L'exercice d'une action en justice de même que la défense à une telle action, constitue en principe un droit et ne dégénère en abus de droit que dans le cas de malice, de mauvaise foi ou d'erreur grossière équipollente au dol ou de légèreté blâmable.
L'appréciation inexacte qu'une partie fait de ses droits n'est pas en soi constitutive d'une faute.
En l'espèce, il n'est pas établi que M. [W] a abusé de son droit d'agir en justice et de former un recours, lequel était recevable. En conséquence, les demandes formées par la société S3M sécurité seront rejetées, par confirmation de la décision entreprise.
Sur les demandes accessoires
La décision de première instance sera infirmée en ce qui concerne les dépens.
M. [W] sera condamné aux dépens de première instance et d'appel, dans les conditions de l'article 695 du code de procédure civile.
Il sera également condamné à payer à la société S3M sécurité une somme de 300 euros au titre de l'article 700 du code de procédure civile.
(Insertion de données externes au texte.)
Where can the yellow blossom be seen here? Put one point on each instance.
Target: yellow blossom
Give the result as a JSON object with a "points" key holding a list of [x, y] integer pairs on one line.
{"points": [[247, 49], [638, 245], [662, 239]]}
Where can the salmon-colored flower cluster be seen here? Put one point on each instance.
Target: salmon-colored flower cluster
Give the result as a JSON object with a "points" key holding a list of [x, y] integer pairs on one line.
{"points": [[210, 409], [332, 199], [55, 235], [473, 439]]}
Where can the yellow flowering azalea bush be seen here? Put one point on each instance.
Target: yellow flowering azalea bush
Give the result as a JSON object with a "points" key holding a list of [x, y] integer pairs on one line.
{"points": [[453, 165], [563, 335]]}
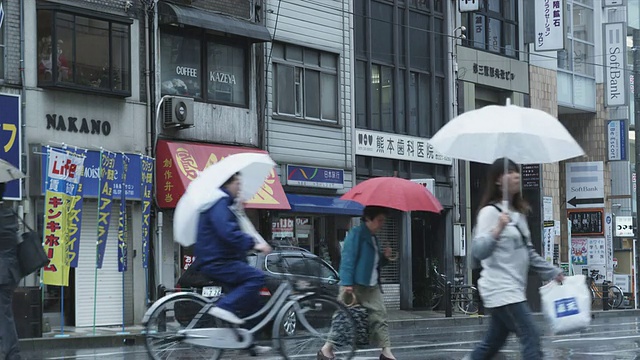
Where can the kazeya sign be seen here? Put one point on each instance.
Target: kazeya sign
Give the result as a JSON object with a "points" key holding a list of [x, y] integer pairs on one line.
{"points": [[615, 61]]}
Sa demande formée du même chef sera rejetée.
PAR CES MOTIFS
La Cour, statuant publiquement, par arrêt mis à disposition au greffe, contradictoire et en dernier ressort,
Confirme le jugement rendu le 30 janvier 2020 par le conseil de prud'hommes de Montmorency sauf en ce qu'il a renvoyé les deux parties à leurs dépens,
Statuant à nouveau sur le chef infirmé et y ajoutant,
Condamne M. [I] [W] aux dépens de première instance et d'appel, dans les conditions de l'article 695 du code de procédure civile,
Condamne M. [I] [W] à payer à la société S3M sécurité une somme de 300 euros au titre de l'article 700 du code de procédure civile,
Déboute M. [I] [W] de sa demande formée au titre de l'article 700 du code de procédure civile.
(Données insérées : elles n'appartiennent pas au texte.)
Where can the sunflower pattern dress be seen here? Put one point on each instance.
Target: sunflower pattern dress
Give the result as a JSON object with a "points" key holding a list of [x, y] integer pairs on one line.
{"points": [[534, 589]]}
Arrêt prononcé publiquement à la date indiquée par mise à disposition au greffe de la cour d'appel, les parties ayant été préalablement avisées dans les conditions prévues au deuxième alinéa de l'article 450 du code de procédure civile et signé par Mme Catherine Bolteau-Serre, président, et par Mme Domitille Gosselin, greffier, à laquelle la minute de la décision a été remise par le magistrat signataire.